Explain your answer.
I know by the back of my head that a cubic equation has either one real root or three real roots. However, how do I go about proving it? If it's possible, I would appreciate examples to showcase this.
What i have attempted so far:
Since $x^3 + bx^2 + cx + d = 0$ is a cubic polynomial equaation, it is continuous on $[a,b]$, where $a<b$, and differentiable on $(a,b)$.
Thus, by Roelle's Theorem, there exists $d ϵ (a,b)$ such that
$$ f'(d) = 0 $$
$$ 3x^2 + 2bx + c = 0 $$
Hence, this shows that there exists at least one real root on this cubic equation.

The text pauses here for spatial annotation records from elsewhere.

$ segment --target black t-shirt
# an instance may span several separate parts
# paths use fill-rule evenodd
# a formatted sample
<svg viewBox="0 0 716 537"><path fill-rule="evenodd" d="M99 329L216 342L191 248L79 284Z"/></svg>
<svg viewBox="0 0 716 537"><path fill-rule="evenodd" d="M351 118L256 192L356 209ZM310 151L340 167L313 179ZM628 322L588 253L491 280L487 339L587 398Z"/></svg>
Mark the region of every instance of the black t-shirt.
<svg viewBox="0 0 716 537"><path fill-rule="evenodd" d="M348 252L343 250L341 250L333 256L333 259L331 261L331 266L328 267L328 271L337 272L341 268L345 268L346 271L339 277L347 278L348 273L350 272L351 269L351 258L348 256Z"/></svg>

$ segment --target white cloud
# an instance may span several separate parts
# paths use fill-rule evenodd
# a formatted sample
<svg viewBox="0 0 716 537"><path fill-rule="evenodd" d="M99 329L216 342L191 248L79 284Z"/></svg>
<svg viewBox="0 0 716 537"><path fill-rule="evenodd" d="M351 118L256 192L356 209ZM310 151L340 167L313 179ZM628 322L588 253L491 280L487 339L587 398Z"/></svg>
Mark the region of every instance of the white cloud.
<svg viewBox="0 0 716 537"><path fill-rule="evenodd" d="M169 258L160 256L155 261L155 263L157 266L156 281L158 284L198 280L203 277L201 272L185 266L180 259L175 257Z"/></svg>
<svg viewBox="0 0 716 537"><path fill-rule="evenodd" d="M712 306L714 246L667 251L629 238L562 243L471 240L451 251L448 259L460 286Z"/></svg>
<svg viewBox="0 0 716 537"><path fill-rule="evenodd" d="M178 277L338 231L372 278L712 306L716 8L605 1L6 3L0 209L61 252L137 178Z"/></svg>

How do I then show it has three real roots as well?
Thanks.
Best Answer
Let $p(x) = x^3 + bx^2 + cx + d$.
$p(x)$ is continuous, and we know there is a sufficiently large $x^*$ with $p(-x^*) < 0 < p(x^*)$. By the intermediate value theorem, there is at least one point in $(-x^*,x^*)$ where $p(x) = 0$. So $p(x)$ has at least one real root.
If $p(x)$ has four real roots, then the following must be satisfied $$ \left[\begin{matrix}x_1^3 & x_1^2 & x_1 & 1 \\x_2^3 & x_2^2 & x_2 & 1 \\x_3^3 & x_3^2 & x_3 & 1 \\x_4^3 & x_4^2 & x_4 & 1 \end{matrix}\right]\left[\begin{matrix}1 \\ b\\c\\d\end{matrix}\right] = \mathbf{0} $$ Since the determinant of the matrix is $(x_1 - x_2)(x_1-x_3)(x_1-x_4)(x_2-x_3)(x_2-x_4)(x_3-x_4) \ne 0$, this is impossible. $p(x)$ cannot have four (or more) real roots.
So $p(x)$ must have at least one real root, and it can't have four or more. Can it have two or three? Well, $p(x) = x^3 -x^2$ has two real roots, and $p(x) = x^3 - x$ has three real roots, so these are clearly possible. Thus, a cubic can have one, two, or three real roots.